Here's the specs: Outriggers themselves are back to back 5" x 11" lobster bouys pieced together with 1/2" PVC. The rest is 1-1/4" PVC. Its mounted into my rod holders so I gave myself new rodholders by putting in two cross fittings on the outrigger arms. These actually work better than the originals. They are much easier to reach and I angled them back for trolling better.

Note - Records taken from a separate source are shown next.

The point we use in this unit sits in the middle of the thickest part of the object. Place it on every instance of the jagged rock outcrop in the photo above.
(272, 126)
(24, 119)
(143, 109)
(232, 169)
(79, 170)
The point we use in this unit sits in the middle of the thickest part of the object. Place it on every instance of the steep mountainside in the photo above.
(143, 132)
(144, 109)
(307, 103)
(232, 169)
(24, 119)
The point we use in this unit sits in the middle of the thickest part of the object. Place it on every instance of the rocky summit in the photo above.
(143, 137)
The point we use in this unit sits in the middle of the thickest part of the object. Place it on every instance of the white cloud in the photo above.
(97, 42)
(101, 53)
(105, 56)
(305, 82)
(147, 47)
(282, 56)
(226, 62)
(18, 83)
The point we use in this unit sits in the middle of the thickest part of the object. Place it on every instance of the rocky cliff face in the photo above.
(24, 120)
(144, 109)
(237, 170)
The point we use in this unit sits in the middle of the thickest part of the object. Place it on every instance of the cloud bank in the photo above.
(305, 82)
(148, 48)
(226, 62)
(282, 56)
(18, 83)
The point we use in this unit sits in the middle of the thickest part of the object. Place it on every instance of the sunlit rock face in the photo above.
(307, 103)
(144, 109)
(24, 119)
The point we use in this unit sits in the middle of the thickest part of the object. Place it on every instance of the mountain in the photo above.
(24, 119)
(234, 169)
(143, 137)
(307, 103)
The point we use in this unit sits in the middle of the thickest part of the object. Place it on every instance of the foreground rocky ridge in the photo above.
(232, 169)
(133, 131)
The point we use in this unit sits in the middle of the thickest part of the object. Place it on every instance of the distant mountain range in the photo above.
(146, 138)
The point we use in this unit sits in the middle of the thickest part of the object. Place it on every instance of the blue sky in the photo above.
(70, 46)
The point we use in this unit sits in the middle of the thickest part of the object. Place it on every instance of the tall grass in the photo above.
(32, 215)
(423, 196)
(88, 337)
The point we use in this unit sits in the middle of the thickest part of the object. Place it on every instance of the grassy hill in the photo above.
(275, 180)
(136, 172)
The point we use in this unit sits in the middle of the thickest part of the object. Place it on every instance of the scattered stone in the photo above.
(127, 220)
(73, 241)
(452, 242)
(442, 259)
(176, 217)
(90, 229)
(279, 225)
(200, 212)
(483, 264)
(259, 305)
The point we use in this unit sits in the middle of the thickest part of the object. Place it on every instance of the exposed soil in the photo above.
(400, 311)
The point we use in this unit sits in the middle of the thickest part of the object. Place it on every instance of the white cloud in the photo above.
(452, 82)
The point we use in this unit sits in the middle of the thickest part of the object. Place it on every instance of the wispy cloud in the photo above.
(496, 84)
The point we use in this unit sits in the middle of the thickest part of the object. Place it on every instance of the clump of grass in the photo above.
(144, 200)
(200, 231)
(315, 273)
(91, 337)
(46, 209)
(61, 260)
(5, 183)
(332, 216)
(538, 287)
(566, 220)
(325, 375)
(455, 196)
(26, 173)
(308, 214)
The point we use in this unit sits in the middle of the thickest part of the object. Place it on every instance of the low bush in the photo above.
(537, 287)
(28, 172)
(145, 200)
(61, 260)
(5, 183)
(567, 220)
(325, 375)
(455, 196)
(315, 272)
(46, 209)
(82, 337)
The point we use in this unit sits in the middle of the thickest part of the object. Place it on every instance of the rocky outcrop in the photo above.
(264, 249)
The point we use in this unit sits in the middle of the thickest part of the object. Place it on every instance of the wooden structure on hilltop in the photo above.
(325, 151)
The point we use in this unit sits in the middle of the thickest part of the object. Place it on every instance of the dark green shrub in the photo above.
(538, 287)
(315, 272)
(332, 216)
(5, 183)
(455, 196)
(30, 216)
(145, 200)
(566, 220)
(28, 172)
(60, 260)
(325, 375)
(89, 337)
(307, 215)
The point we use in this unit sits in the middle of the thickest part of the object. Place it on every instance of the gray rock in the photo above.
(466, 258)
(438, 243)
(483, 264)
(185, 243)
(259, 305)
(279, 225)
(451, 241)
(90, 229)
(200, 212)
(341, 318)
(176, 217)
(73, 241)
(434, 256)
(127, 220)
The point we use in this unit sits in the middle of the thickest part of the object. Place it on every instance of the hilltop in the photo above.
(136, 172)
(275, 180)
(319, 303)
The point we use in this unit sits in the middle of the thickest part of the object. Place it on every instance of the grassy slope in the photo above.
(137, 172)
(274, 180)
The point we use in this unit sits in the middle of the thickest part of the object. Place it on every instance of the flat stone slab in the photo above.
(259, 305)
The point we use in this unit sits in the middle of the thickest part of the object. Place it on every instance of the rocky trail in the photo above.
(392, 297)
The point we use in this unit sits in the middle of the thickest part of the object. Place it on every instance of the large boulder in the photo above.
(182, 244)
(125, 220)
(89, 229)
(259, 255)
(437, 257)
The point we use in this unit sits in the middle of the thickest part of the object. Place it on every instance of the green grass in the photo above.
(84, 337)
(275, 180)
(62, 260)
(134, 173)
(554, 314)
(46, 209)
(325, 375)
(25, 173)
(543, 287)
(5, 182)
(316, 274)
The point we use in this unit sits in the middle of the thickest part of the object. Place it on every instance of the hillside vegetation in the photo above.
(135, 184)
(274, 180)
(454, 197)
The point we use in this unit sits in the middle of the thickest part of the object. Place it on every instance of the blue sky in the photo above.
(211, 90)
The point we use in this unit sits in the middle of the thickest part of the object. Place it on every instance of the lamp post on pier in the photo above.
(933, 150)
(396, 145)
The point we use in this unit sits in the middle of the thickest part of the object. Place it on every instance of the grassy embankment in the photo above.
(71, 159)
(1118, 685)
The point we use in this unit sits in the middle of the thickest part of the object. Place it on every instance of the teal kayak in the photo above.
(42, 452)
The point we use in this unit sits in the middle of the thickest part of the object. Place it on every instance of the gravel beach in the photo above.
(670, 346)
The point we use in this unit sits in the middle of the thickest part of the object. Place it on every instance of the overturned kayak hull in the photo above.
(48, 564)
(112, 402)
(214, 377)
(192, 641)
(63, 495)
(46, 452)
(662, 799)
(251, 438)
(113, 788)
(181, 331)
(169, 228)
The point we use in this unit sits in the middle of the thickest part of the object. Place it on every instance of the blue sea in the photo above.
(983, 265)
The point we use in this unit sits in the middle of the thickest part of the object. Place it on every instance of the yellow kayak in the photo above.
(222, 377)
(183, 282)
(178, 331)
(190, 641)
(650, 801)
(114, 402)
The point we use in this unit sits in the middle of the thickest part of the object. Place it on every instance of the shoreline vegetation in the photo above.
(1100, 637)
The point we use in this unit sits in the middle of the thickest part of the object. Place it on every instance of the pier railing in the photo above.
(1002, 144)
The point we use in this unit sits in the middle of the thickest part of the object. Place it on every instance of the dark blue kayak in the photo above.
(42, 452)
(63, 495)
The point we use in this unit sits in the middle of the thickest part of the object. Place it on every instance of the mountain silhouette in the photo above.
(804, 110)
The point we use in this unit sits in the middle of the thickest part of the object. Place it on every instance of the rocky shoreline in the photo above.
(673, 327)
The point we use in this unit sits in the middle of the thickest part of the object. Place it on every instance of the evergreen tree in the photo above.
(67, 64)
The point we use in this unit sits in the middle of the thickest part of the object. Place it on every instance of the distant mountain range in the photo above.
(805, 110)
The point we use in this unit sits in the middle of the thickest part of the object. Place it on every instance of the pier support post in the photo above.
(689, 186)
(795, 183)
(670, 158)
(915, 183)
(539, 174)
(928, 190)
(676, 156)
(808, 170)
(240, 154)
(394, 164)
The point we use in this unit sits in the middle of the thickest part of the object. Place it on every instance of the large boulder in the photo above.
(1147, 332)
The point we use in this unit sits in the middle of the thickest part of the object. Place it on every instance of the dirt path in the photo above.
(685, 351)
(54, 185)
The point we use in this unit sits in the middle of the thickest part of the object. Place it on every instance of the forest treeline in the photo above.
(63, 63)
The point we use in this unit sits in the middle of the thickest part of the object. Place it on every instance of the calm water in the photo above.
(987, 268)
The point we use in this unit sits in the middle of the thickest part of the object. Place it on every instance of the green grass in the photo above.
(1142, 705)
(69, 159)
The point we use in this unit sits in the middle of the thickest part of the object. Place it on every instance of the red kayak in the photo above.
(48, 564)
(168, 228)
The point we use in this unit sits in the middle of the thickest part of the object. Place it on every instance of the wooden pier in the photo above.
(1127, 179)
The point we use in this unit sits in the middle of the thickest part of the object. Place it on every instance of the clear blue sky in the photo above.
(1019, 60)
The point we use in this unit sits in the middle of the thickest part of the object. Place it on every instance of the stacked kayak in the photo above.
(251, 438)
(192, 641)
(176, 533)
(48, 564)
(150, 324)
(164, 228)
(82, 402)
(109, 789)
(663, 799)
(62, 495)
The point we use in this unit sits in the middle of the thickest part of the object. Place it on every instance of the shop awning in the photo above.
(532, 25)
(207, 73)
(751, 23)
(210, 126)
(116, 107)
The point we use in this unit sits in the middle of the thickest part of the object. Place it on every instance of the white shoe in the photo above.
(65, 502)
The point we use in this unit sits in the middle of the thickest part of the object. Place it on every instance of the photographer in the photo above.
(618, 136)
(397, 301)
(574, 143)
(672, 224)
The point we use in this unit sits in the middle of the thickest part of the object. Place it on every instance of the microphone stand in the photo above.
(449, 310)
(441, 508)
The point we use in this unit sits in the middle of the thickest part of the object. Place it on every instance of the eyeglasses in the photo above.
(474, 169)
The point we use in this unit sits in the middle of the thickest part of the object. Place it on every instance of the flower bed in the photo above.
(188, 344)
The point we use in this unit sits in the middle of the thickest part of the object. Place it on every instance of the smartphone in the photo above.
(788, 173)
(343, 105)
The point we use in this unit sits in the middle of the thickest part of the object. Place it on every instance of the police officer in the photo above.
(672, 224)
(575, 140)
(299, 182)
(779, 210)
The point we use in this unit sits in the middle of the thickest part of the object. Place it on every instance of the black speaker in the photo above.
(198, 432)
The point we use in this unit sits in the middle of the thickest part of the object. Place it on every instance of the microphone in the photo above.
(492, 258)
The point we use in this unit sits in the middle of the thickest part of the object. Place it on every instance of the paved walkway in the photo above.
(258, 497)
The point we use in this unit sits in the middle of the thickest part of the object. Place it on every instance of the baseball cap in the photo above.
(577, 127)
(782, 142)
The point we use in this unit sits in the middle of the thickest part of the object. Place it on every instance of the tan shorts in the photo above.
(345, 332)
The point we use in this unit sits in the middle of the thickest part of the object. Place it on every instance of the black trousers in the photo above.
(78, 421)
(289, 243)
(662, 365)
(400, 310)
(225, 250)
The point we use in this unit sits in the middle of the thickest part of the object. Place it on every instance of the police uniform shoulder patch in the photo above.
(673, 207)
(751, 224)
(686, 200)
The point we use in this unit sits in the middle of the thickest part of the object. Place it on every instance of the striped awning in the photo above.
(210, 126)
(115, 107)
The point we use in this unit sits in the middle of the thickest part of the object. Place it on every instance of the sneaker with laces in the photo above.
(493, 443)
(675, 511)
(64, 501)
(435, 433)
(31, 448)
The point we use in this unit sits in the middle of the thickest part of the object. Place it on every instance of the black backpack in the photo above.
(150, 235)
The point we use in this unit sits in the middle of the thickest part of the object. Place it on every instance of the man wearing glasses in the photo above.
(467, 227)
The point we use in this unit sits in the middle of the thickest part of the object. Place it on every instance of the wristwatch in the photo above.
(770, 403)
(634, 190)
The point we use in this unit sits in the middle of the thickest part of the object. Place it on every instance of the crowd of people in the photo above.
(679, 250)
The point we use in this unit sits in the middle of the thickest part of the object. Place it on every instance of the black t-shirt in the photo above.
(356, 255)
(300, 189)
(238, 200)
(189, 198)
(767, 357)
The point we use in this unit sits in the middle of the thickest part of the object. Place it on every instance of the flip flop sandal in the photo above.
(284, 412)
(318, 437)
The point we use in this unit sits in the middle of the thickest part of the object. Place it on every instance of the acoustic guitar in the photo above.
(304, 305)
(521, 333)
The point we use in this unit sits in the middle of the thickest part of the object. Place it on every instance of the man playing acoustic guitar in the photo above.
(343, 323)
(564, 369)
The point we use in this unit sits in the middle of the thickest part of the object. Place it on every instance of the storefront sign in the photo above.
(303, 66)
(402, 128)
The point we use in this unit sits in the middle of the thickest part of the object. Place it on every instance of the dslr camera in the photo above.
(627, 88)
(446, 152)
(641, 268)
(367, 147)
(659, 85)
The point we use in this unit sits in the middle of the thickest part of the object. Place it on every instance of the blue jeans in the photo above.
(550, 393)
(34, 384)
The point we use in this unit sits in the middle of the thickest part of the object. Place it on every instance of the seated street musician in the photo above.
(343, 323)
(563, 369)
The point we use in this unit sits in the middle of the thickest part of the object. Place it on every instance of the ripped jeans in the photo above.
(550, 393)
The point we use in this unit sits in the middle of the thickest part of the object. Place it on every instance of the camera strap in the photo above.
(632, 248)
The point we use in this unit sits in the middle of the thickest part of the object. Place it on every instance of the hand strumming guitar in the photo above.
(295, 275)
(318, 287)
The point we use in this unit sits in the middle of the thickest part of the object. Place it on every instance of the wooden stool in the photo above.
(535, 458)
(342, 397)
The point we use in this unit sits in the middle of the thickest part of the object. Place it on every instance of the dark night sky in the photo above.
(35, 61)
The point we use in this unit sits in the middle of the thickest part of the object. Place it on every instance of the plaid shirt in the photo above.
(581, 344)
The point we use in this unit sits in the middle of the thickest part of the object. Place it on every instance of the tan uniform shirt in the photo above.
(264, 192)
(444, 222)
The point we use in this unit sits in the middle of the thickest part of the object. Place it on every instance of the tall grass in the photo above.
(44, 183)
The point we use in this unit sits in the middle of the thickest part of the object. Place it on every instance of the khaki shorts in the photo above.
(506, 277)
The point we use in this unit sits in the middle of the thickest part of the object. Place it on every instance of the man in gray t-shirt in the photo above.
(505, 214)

I can't wait to test them out in Pensacola this summer. That's mainly the reason I built them just for a little more stability in rougher waters. I really don't need them over here in Mississippi but I think I'll get a lot of use out of them.


----------



## hdvw1

were did you buy the lobster buoys?


----------



## pmurphy

http://store.hamiltonmarine.com/bro...-seamaster-50-case-45-box-174773/4,33529.html


They come in a bigger size too but this one works just fine. I actually took it out and tested it in a pond today. I was able to stand up in it and I could fully lean over the edge of the kayak w/o fliping.


----------



## Ivarie

Be careful around the scuppers. You don't want to stress them too much. They are the weakest point on most poly boats.

Otherwise, well done.


----------



## Herculined

Did you make sure your paddle wouldn't hit the bouy before you glued it together? I almost made that mistake once, luckily I hadn't glued it together.


----------